]> git.openfabrics.org - ~ardavis/dapl.git/commitdiff
mcm: HST->MXS IO streams can overrun MPXYD proxy-in WR queue
authorArlin Davis <arlin.r.davis@intel.com>
Wed, 6 Apr 2016 21:02:59 +0000 (14:02 -0700)
committerArlin Davis <arlin.r.davis@intel.com>
Wed, 6 Apr 2016 21:02:59 +0000 (14:02 -0700)
MPXYD proxy-in service cannot consume HST->MIC WR's fast
enough on 100Gb/s fabrics and from server based clients. This
results in post_send failing with DAT_INSUFFICIENT_RESOURCES.
Add retry mechanism, with limited retries, for the
host side mcm provider via dat_ep_post_send.

Signed-off-by: Arlin Davis <arlin.r.davis@intel.com>
dapl/openib_mcm/proxy.c

index 5abb8b143b5b493c0d4d5a67474a89038ff969ed..4e05eccbb0a8f8bf1b52a07e9bded9c44dc056e3 100644 (file)
@@ -39,6 +39,7 @@
  * be direct so there is no need for PI service on this MCM providers host side.
  */
 #define MCM_MP_SIG_RATE 5
+#define MCM_MP_RETRY   100000
 
 int mcm_send_pi(struct dcm_ib_qp *m_qp,
                int len,
@@ -48,7 +49,7 @@ int mcm_send_pi(struct dcm_ib_qp *m_qp,
        struct ibv_send_wr wr_imm;
        struct ibv_sge sge;
        struct mcm_wr_rx m_wr_rx;
-       int i, l_len, seg_len, ret = 0, wr_idx;
+       int i, l_len, seg_len, retry_cnt, ret = 0, wr_idx=0;
        struct wrc_idata wrc;
        uint32_t wr_flags, l_off, r_off = 0;
        uint64_t l_addr;
@@ -84,9 +85,22 @@ int mcm_send_pi(struct dcm_ib_qp *m_qp,
 
                        dapl_os_lock(&m_qp->lock);
                        if (((m_qp->wr_hd + 1) & m_qp->wrc_rem.wr_end) == m_qp->wr_tl) { /* full */
-                               ret = ENOMEM;
                                dapl_os_unlock(&m_qp->lock);
-                               goto bail;
+                               retry_cnt = MCM_MP_RETRY;
+retry_wr:
+                               sched_yield();
+                               dapl_os_lock(&m_qp->tp->cqlock);
+                               mcm_dto_event(m_qp->rcv_cq); /* process CQ, free WR slots */
+                               dapl_os_unlock(&m_qp->tp->cqlock);
+
+                               dapl_os_lock(&m_qp->lock); /* retry */
+                               if (((m_qp->wr_hd + 1) & m_qp->wrc_rem.wr_end) == m_qp->wr_tl) {
+                                       dapl_os_unlock(&m_qp->lock);
+                                       if (--retry_cnt)

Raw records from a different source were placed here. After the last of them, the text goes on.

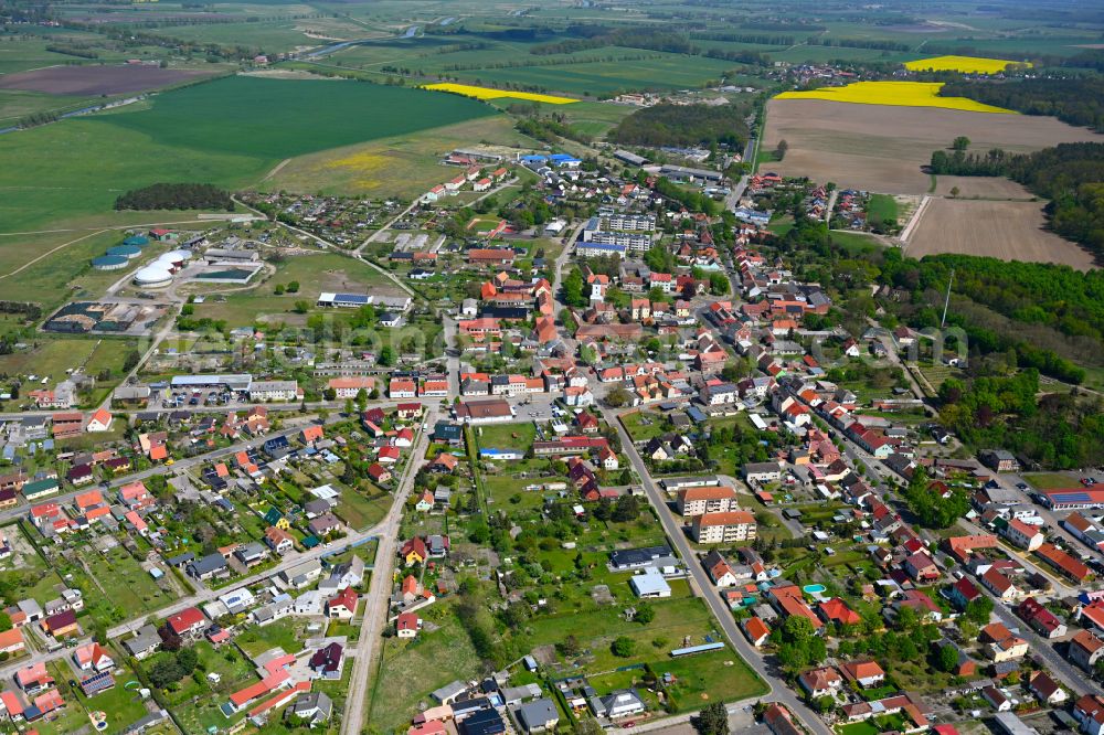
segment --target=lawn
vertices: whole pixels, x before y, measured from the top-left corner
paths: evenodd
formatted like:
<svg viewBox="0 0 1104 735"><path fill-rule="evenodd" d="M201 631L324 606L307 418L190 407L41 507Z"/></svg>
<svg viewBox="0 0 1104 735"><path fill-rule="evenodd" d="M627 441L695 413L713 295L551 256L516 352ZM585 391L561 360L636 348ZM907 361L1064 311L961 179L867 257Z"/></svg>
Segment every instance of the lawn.
<svg viewBox="0 0 1104 735"><path fill-rule="evenodd" d="M627 589L628 575L622 575L620 584ZM522 636L527 646L544 646L562 642L574 636L584 654L585 670L609 671L618 667L655 659L682 645L690 638L690 645L705 642L705 635L713 633L716 640L715 620L705 605L691 597L684 582L671 584L672 597L655 600L655 619L647 626L626 620L622 606L606 606L591 610L570 610L562 614L542 616L526 624L524 630L514 631ZM611 646L614 639L627 637L635 641L635 652L629 658L614 656ZM657 645L658 643L658 645Z"/></svg>
<svg viewBox="0 0 1104 735"><path fill-rule="evenodd" d="M375 525L391 510L394 497L389 492L371 496L363 490L344 490L337 507L337 515L358 531Z"/></svg>
<svg viewBox="0 0 1104 735"><path fill-rule="evenodd" d="M99 337L47 335L36 342L32 350L0 355L0 373L50 377L52 387L68 376L65 371L76 368L92 376L105 369L121 374L127 351L138 348L137 340Z"/></svg>
<svg viewBox="0 0 1104 735"><path fill-rule="evenodd" d="M1030 482L1037 490L1063 490L1079 487L1074 478L1061 472L1036 472L1033 475L1025 475L1023 479Z"/></svg>
<svg viewBox="0 0 1104 735"><path fill-rule="evenodd" d="M938 107L969 113L1015 114L1002 107L984 105L966 97L938 96L942 82L852 82L842 87L783 92L776 99L827 99L856 105Z"/></svg>
<svg viewBox="0 0 1104 735"><path fill-rule="evenodd" d="M26 553L20 556L18 567L8 568L14 566L13 562L9 560L3 563L4 571L0 571L0 583L6 587L9 584L12 585L11 592L4 597L4 601L9 605L14 605L19 600L30 597L40 605L45 605L57 597L62 589L61 577L50 568L45 560L31 546L23 523L19 523L18 528L15 525L4 526L4 533L11 537L14 537L17 534L21 535L22 543L20 547L26 550ZM13 556L12 560L14 558Z"/></svg>
<svg viewBox="0 0 1104 735"><path fill-rule="evenodd" d="M279 109L279 125L258 109ZM56 303L87 270L88 259L103 254L103 243L88 242L97 227L195 219L194 213L113 212L127 190L195 181L244 189L284 159L498 117L485 103L421 89L231 77L2 136L0 262L13 268L63 249L0 281L0 289L6 298ZM376 180L384 189L390 174Z"/></svg>
<svg viewBox="0 0 1104 735"><path fill-rule="evenodd" d="M627 52L626 49L611 49ZM719 79L732 68L729 62L704 56L683 56L649 52L635 54L636 60L594 61L558 66L516 66L454 72L460 78L481 79L491 84L516 84L527 88L583 96L613 96L637 89L677 89L698 87L709 79ZM640 58L639 56L645 56Z"/></svg>
<svg viewBox="0 0 1104 735"><path fill-rule="evenodd" d="M731 649L651 663L660 677L676 682L667 688L678 711L699 710L709 702L745 700L766 693L760 677Z"/></svg>
<svg viewBox="0 0 1104 735"><path fill-rule="evenodd" d="M526 424L499 424L476 428L476 438L480 449L517 449L524 452L533 446L537 427L532 422Z"/></svg>
<svg viewBox="0 0 1104 735"><path fill-rule="evenodd" d="M86 697L78 689L68 686L68 680L74 679L72 669L62 662L53 664L54 678L59 690L65 699L64 714L59 718L36 726L43 735L73 733L81 728L89 729L88 712L107 713L107 732L119 733L128 725L146 715L146 705L137 692L137 688L125 689L127 682L137 681L134 672L116 659L115 688L100 692L92 699Z"/></svg>
<svg viewBox="0 0 1104 735"><path fill-rule="evenodd" d="M634 443L648 441L667 430L664 417L654 412L635 411L623 414L620 420Z"/></svg>
<svg viewBox="0 0 1104 735"><path fill-rule="evenodd" d="M893 201L893 198L891 196L890 200ZM895 201L893 201L893 205L895 209ZM895 216L896 215L894 214L894 219ZM871 235L867 235L861 232L840 232L839 230L832 230L828 236L831 237L832 245L846 249L848 255L851 257L863 257L866 254L873 253L882 247L882 245L879 244L879 242Z"/></svg>

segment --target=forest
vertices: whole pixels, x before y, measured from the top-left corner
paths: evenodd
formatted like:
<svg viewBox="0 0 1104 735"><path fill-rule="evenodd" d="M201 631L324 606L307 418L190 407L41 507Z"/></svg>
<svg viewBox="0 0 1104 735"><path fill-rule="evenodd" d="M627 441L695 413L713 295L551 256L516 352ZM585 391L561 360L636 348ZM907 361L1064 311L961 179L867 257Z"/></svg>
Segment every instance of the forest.
<svg viewBox="0 0 1104 735"><path fill-rule="evenodd" d="M629 146L712 146L742 149L747 141L744 110L733 105L655 105L636 110L609 131Z"/></svg>
<svg viewBox="0 0 1104 735"><path fill-rule="evenodd" d="M1019 82L947 82L942 97L969 97L1025 115L1051 115L1079 127L1104 132L1104 79L1023 79Z"/></svg>
<svg viewBox="0 0 1104 735"><path fill-rule="evenodd" d="M967 141L968 142L968 141ZM932 153L935 174L1005 175L1050 200L1051 228L1104 257L1104 143L1059 143L1033 153L1009 155L999 148L985 155Z"/></svg>
<svg viewBox="0 0 1104 735"><path fill-rule="evenodd" d="M213 184L156 183L132 189L115 200L116 210L226 210L234 211L230 194Z"/></svg>
<svg viewBox="0 0 1104 735"><path fill-rule="evenodd" d="M1039 374L955 379L940 388L940 420L976 448L1002 447L1054 469L1104 464L1104 405L1098 398L1049 393Z"/></svg>
<svg viewBox="0 0 1104 735"><path fill-rule="evenodd" d="M1104 341L1104 273L1084 274L1066 266L1006 263L969 255L913 260L888 252L881 280L913 294L914 308L907 310L912 326L938 327L940 309L924 306L923 294L945 289L952 269L956 308L949 311L947 322L966 332L972 351L983 354L1012 351L1012 366L1033 368L1068 383L1084 381L1084 370L1058 351L1068 352L1069 345L1080 344L1084 354L1096 355L1098 360ZM987 318L986 311L1007 321L998 326ZM1033 327L1048 329L1038 330L1041 334L1037 338ZM1042 338L1048 331L1065 340L1050 340L1043 347Z"/></svg>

+                                               goto retry_wr;
+                                       ret = ENOMEM;
+                                       goto bail;
+                               }
                        }
                        m_qp->wr_hd = (m_qp->wr_hd + 1) & m_qp->wrc_rem.wr_end; /* move hd */
                        wr_idx = m_qp->wr_hd;